Here at the Belfry, I hope you feel like you are part of something. I hope you feel like you are invited and welcome to be all of who you are, whether you’re even sure who you are. I hope you feel like the other people here are learning alongside you, and that you--as individuals and as a community--are growing. I hope you feel like, as we talk and learn and read and sing and laugh, that these promises that God makes are promises to you.

And I promise you that, while you’re here and after you leave here—whether you graduate or study abroad or finish your service with LEVN—that you will always belong here.

If you discern that you’re Lutheran or that you aren’t; if you discern that you’re Episcopalian or that you aren’t; if you discern that you’re queer or that you aren’t; if you discern that you’re called to be a pastor or that you aren’t; if you discern that you’re going to graduate or that you aren’t.

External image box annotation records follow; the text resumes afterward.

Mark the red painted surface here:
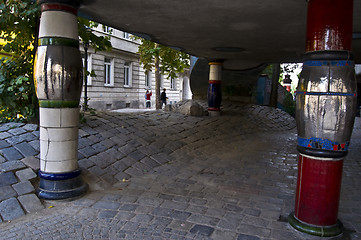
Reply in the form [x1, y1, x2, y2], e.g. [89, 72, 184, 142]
[208, 80, 222, 84]
[306, 0, 353, 52]
[295, 154, 343, 226]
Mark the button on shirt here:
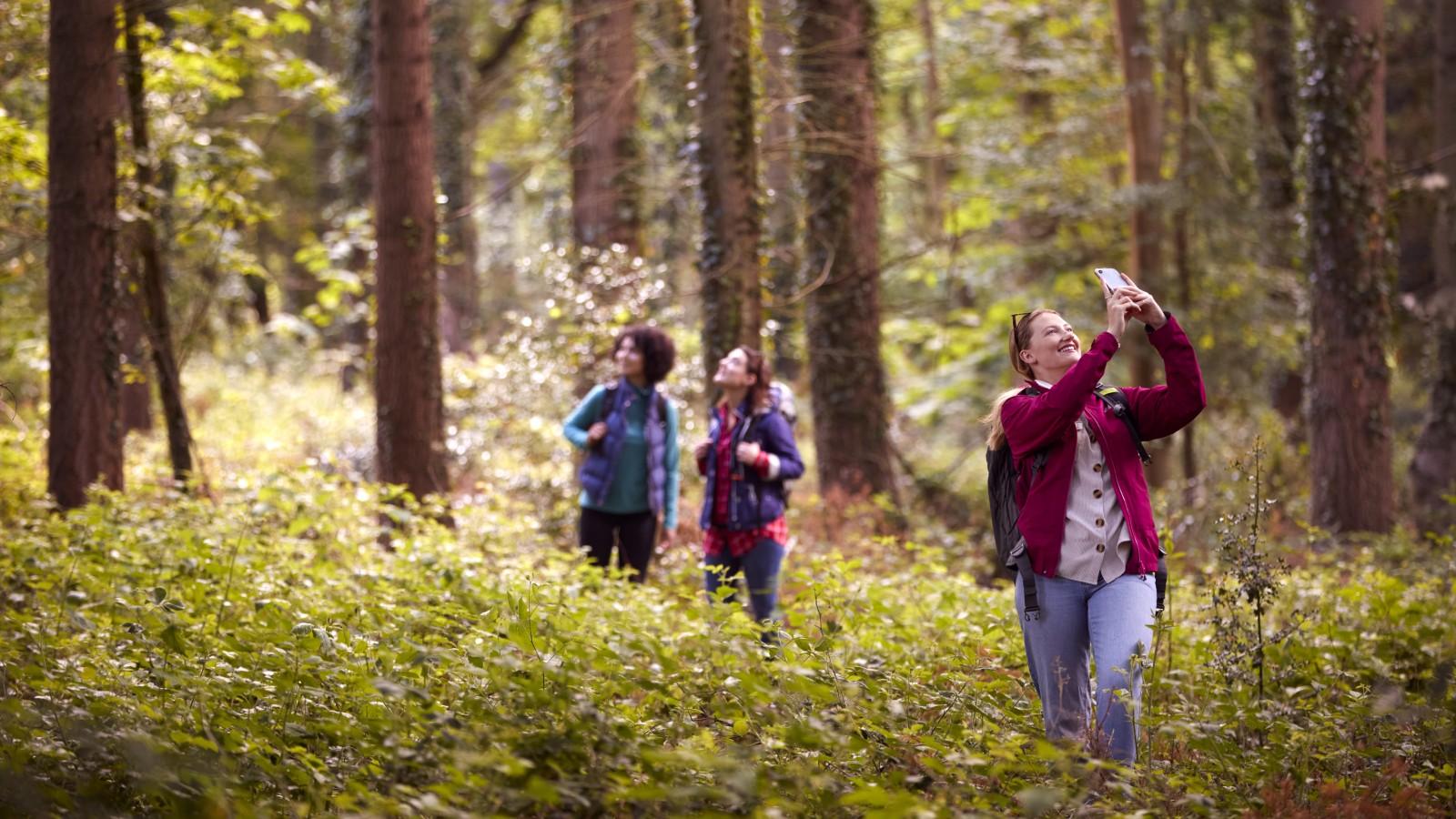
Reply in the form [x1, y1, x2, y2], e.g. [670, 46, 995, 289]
[1057, 415, 1131, 583]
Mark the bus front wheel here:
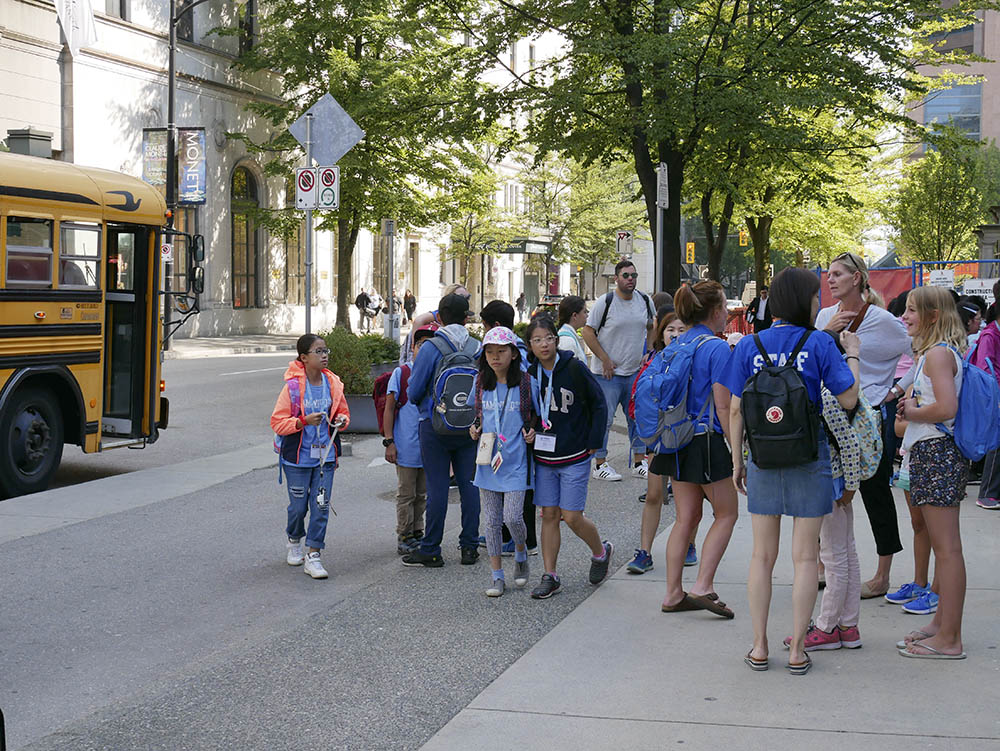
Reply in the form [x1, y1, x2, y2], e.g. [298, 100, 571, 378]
[0, 386, 63, 498]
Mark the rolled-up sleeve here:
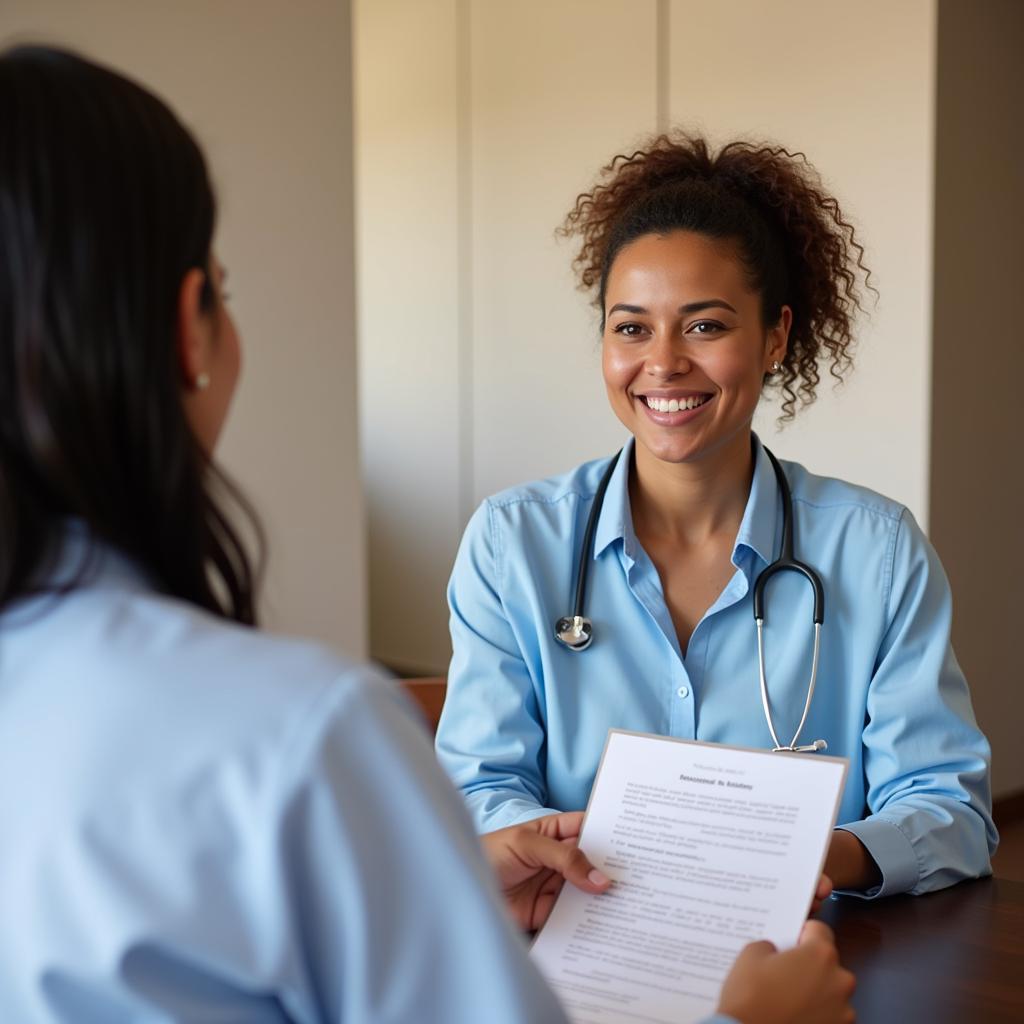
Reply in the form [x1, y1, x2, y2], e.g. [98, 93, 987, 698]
[842, 511, 997, 898]
[436, 502, 556, 833]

Whoever you are, you belong here.

You don’t have to sit in this chapel every Wednesday to belong here. You don’t have to show up for Bible study every week, or for Tapping Into Theology every month, or for book club, or for Prov, or for anything. I like you, and so I hope you want to show up to all those things and create other spaces for other folks to feel like they belong here, too! That’s the behave part. That can come next.

You are part of the Belfry and you are part of God’s family at all times and in all places. I promise.

Abundance

Yesterday was the final Sunday of the church year--Christ the King Sunday. It's one of those festivals I used to hate (because I didn't do my research) but now love because its the best kind of old school subversive. You can read a sermon I wrote a few years ago if you're curious.

This year, and many others but not all, the calendar has worked out such that Thanksgiving falls on the Thursday between church years. Yesterday, we said goodbye to a year of celebrations and lamentations; on Thursday, we'll declare our deep gratitude for our families, friends, communities, and nation; next Sunday, we'll begin the new year and the season of Advent, as we await the Christ child once more.

Poignant, I'd say.

Framing the transition from year to year around gratitude is what I'd do if I had it my way--this year, the calendar has done it for me. Thanks, Revised Common Lectionary and lunar whatever that placed Thanksgiving on the fourth Thursday of a five-Sunday November!

Looking back at the year and forward to the new centered in the communal giving of thanks, I am hopeful. I am hopeful that the remainder of 2014 and the transition into 2015 will be plentiful and abundant--and that I will be able to recognize where my life overflows, even if it seems mundane or disappointing in some ways on some days.

Our country's and our Church's attitudes of scarcity are self-fulfilling. Entering the year with an attitude of abundance will cause us to recognize our abundance and share in our abundance. I'm sure of it.

I have more of everything than I need, and I want to share it all with you.